From Lewis S Blevins, Jr., M.D. – Today on Dr. Blevins’ Corner: An elderly man underwent removal of the thyroid gland many years ago due to an overactive thyroid as a result of a goiter. He had been treated with thyroxine 50 µg daily. He recently reported to his physician with complaints of chronic fatigue, weakness, diminished energy, weight gain, and headaches. His serum TSH measured 1.4 mIU/mL (Normal 0.5 – 4.5). A decision was made to continue his current dose of thyroid hormone replacement.
An MRI of the brain was performed to evaluate for the possibility of stroke accounting for his symptoms. The scan demonstrated a 2.5 cm pituitary tumor. Investigations confirmed that he has panhypopituitarism. His TSH was normal. His free T4 and free T3 levels are both extremely low. His thyroid hormone dose has now been increased and he is scheduled for surgery to remove his pituitary tumor.

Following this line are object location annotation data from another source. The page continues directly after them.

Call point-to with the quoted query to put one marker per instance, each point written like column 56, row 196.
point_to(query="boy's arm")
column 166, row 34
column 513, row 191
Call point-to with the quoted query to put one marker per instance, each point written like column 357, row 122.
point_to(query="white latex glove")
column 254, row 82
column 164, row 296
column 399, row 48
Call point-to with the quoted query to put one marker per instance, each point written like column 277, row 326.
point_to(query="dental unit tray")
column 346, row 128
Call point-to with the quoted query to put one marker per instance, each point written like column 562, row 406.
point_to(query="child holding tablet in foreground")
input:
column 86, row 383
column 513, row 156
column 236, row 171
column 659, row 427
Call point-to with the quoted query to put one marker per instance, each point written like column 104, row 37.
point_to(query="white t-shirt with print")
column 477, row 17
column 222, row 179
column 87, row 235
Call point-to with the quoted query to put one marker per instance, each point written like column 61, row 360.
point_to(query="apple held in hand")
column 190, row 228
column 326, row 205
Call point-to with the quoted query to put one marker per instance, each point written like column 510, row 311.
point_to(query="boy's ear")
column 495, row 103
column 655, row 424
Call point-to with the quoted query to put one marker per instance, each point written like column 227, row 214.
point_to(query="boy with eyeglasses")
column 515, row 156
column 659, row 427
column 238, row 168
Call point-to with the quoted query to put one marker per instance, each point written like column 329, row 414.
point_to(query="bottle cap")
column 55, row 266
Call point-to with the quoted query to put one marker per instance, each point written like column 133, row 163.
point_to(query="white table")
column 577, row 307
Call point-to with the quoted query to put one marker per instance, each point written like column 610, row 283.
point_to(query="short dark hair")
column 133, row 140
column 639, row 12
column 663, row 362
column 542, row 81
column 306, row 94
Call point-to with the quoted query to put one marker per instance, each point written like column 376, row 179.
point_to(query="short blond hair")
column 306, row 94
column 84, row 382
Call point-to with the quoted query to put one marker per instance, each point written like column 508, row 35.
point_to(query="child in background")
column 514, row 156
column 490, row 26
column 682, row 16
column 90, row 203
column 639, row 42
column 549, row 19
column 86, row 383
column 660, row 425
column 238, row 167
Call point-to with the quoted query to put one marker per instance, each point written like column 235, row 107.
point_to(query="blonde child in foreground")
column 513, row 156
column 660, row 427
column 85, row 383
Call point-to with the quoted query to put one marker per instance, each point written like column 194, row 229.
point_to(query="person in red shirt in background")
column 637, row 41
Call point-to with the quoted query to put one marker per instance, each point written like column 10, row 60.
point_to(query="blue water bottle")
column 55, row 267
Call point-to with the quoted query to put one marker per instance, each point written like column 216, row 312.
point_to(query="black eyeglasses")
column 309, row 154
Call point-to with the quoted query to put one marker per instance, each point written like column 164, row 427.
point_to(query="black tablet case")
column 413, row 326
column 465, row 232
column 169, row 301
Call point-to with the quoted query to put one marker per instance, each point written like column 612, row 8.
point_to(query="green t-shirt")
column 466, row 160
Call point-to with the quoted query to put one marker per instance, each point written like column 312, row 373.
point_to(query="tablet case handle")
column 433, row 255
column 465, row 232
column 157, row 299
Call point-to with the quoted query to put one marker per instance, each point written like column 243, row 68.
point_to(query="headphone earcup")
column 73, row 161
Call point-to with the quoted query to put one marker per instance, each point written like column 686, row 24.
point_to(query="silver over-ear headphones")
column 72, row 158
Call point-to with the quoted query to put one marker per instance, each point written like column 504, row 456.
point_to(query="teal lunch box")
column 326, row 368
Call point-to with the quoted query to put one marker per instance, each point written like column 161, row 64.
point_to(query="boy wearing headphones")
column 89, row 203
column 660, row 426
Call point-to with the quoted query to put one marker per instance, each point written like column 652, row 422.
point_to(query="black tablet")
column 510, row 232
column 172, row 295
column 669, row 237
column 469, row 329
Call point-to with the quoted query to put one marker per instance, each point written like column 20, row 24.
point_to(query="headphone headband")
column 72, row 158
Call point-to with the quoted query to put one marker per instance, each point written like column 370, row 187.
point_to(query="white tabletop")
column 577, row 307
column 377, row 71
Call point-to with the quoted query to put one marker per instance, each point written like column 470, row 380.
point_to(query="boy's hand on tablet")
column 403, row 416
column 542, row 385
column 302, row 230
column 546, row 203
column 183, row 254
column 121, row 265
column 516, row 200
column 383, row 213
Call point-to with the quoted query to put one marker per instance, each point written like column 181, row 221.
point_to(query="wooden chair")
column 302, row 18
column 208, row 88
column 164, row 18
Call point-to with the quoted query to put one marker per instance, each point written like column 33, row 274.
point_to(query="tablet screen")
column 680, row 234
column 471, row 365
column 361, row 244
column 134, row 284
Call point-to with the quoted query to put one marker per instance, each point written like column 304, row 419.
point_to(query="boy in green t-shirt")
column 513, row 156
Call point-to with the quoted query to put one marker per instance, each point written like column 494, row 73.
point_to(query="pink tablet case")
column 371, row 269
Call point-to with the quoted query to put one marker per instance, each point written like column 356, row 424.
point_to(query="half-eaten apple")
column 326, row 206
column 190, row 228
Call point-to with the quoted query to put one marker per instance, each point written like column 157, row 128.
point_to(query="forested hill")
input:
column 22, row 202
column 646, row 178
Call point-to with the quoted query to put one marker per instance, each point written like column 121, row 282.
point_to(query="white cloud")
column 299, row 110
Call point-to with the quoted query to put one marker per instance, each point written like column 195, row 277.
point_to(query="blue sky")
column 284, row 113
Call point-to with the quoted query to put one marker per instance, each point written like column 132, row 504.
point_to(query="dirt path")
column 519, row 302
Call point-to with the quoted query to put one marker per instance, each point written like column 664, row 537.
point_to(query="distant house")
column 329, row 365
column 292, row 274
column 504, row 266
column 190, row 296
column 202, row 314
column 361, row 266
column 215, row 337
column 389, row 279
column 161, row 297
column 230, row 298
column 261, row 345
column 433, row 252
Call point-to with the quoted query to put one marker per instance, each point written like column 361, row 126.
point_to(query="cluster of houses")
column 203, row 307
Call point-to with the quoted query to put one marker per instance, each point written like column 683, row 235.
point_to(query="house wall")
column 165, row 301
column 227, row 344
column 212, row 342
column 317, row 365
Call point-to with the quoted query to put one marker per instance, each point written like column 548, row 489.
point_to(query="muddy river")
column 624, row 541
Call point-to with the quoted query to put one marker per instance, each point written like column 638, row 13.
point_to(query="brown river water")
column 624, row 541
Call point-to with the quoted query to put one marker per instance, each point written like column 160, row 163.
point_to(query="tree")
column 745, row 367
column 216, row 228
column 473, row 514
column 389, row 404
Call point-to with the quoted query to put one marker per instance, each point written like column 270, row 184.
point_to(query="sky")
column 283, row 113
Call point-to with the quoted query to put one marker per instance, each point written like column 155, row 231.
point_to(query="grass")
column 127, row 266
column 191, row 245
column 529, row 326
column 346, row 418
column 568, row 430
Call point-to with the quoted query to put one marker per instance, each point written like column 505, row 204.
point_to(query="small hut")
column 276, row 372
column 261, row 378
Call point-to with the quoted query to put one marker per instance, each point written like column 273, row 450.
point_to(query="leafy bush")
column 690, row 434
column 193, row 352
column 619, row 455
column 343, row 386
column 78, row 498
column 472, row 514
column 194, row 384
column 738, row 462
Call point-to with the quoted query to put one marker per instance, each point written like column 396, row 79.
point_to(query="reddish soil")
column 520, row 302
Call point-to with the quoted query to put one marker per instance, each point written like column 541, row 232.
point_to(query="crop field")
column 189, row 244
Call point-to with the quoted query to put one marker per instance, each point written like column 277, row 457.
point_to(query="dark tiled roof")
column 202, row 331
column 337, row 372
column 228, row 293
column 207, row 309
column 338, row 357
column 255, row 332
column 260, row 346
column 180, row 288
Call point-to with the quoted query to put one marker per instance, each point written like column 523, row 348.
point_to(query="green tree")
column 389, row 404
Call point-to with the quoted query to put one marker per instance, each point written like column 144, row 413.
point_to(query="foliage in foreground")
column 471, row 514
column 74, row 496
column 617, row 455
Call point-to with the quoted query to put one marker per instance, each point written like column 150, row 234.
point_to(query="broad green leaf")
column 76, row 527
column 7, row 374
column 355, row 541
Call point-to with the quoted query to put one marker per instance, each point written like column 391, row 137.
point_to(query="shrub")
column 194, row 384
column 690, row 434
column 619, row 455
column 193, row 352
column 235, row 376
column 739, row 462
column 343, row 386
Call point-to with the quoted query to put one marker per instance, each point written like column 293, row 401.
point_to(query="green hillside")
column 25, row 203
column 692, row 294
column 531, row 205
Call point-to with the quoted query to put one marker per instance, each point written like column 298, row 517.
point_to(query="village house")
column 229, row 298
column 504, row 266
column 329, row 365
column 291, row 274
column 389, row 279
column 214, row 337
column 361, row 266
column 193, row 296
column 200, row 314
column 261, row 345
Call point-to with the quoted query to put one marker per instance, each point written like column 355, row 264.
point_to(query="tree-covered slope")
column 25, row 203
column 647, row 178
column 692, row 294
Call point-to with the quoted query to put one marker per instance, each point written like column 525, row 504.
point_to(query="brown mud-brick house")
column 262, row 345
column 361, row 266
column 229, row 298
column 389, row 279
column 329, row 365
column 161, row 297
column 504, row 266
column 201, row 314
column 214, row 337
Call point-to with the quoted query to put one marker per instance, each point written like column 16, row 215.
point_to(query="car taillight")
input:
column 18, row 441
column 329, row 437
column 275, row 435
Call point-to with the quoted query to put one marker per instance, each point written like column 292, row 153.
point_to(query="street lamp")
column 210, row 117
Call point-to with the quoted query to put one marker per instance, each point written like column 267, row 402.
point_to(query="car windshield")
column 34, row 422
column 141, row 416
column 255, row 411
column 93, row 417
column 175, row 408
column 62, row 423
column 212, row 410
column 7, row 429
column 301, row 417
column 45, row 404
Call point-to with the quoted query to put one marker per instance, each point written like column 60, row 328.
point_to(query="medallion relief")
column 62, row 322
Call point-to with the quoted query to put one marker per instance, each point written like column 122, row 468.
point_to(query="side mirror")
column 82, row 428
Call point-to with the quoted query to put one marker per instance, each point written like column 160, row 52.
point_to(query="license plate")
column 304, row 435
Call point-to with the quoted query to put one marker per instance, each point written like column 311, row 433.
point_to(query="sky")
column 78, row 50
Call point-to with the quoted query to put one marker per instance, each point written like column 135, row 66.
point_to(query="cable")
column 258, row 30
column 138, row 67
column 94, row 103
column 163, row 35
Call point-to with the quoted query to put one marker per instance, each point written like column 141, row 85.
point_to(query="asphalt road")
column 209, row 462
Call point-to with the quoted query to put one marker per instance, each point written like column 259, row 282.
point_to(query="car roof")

This patient illustrates one of the often not recognized caveats of panhypopituitarism. Pituitary hormones, like TSH, can be “normal“ but the respective target gland hormones, T4 and T3, can be low or low normal. There are a number of explanations for these observations. Understanding them is key to providing the right dose of thyroid hormone medication for affected patients.